Wiranto: Saat akan ganti menteri Jokowi tak terlalu banyak kompromi
Merdeka.com - Ketua Umum Partai Hanura Wiranto turut hadir dalam pelantikan enam menteri di Istana Negara. Wiranto angkat bicara mengenai perombakan kabinet yang dilakukan oleh Presiden Joko Widodo.
"Saya kira ini kan satu kebijakan Presiden yang memang harus dilakukan.
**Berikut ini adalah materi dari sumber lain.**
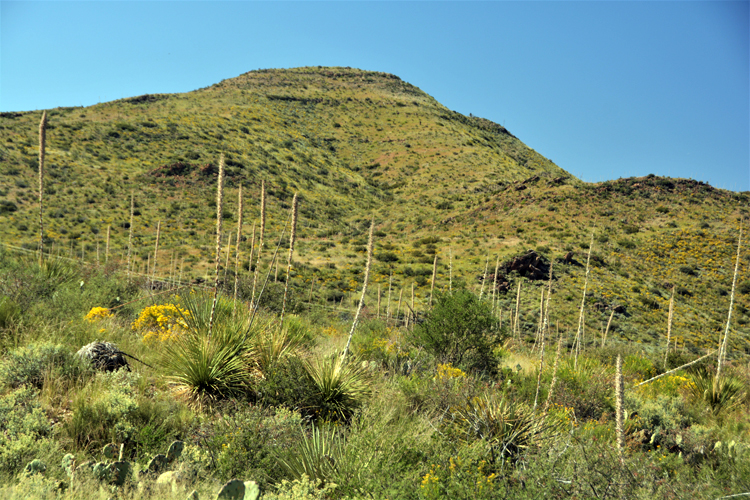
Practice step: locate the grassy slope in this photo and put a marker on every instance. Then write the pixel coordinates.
(359, 144)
Ya untuk tidak sekadar menjawab keinginan publik tapi tentu hasil penilaian beliau secara pribadi secara kepala negara, pemerintahan yang sudah bisa menilai pembantu beliau setelah bertugas selama ini," kata Wiranto di Istana, Jakarta, Rabu (12/8).
Menurut Wiranto, Jokowi mempunyai penilaian sendiri terhadap menteri-menterinya. Dan hasil dari penilaian tersebut, hari ini dilakukan perombakan kabinet.
"Dan ini harus kita terima sebagai keputusan oleh Presiden yang terbaik. Kita enggak perlu banyak komentar, kita tunggu saja bagaimana kinerjanya," tegasnya.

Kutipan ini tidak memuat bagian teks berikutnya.